Los judíos de Cuba

h1 Escrito el 21-10-2008 por Nemo

Entendámonos“En uno de los viajes que Raúl Castro realizó a Bulgaria encontró que allí las calles estaban muy ‘limpias’, que no había elementos ‘antisociales’, y preguntó cómo se había resuelto el problema, sobre todo el problema de los homosexuales, que le inquietaba particularmente a él. Le contestaron: ‘Tenemos un campo en donde metemos a esos antisociales, sobre todo a los homosexuales que a ustedes les preocupan tanto.’ Así se implantaron campos semejantes en Cuba.” Con estas palabras explica Heberto Padilla, escritor cubano en el exilio desde 1979, el origen de los campos de trabajos forzados de la Cuba revolucionaria denominados UMAP (Unidades Militares de Apoyo a la Producción), en la película documental de Néstor Almendros y Orlando Jiménez Conducta impropia.
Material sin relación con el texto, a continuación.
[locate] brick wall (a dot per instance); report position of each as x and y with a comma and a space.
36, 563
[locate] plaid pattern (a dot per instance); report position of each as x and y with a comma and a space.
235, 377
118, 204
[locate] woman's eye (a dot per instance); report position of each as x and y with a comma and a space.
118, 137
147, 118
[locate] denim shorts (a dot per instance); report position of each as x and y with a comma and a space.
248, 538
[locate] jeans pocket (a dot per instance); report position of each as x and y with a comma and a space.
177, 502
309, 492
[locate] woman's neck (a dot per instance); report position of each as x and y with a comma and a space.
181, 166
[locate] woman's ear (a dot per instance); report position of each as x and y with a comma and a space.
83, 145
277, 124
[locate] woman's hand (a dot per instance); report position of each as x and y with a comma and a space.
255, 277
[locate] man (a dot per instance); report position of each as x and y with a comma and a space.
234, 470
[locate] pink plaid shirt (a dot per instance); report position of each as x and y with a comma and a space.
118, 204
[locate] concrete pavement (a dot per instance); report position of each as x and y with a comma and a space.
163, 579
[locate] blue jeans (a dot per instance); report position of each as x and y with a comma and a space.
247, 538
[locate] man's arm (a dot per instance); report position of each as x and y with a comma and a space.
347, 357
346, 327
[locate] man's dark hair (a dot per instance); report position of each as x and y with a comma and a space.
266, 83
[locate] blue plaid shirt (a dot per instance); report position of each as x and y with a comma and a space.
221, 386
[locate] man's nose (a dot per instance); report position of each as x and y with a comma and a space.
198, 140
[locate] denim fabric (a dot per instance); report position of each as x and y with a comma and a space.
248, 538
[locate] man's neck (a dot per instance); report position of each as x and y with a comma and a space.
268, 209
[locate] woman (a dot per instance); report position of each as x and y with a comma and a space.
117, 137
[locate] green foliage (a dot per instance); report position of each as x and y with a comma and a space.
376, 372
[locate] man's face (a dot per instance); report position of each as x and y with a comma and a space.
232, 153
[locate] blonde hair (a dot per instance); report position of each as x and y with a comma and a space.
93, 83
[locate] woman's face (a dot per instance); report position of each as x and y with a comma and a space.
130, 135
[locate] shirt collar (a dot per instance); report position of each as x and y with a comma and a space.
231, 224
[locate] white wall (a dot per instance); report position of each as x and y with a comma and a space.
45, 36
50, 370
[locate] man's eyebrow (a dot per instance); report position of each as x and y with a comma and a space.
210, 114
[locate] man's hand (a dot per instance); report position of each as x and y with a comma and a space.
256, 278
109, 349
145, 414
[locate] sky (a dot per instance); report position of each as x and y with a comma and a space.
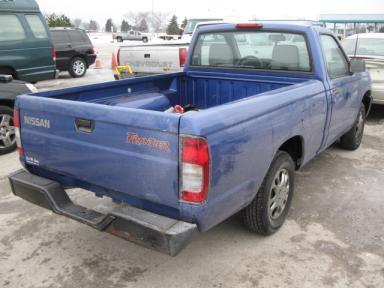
270, 9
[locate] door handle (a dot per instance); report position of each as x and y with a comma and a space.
85, 125
335, 92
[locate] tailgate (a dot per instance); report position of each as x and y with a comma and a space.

Con independencia de que la anécdota sea más o menos verídica, el hecho es que las UMAP, un verdadero gulag caribeño para homosexuales y otros antisociales, existieron realmente en la segunda mitad de la década de 1960. Así pues, esa pesadilla que reproducía, al otro lado del planeta, la del estalinismo en la URSS se inició mucho después de la muerte de Stalin y de la posterior denuncia pública de muchos de los horrores perpetrados por su régimen a cargo de las mismas autoridades que le sucedieron. Si, como vimos en la reciente columna “Retorno de la URSS”, fue Stalin el responsable del cambio de actitud hacia la homosexualidad del régimen soviético (que pasó de la despenalización en 1917, mantenida en el Código penal de 1922, a la repenalización en 1933), ¿cómo explicar que su influencia llegase hasta el Caribe más de una década después de la muerte del dictador, cuando además su figura se hallaba ya claramente en entredicho?

El hecho es que la desestalinización de la URSS nunca llegó a implicar el retorno, para los gais y las lesbianas de aquel país, a la situación previa a 1933: la consideración de la homosexualidad como delito siguió vigente hasta el final mismo, a principios de la década de 1990, del régimen nacido de la revolución bolchevique. Resulta pues razonable ver, como hace Heberto Padilla, la influencia del bloque soviético –muy intensa en la Cuba castrista durante décadas– detrás de la política posrevolucionaria cubana de severa persecución contra los homosexuales. Pero esto nos plantea un nuevo problema: el de por qué se mantuvo en este aspecto precisamente la política de Stalin en plena etapa de desestalinización, e incluso se llegó a exportar al otro extremo del mundo.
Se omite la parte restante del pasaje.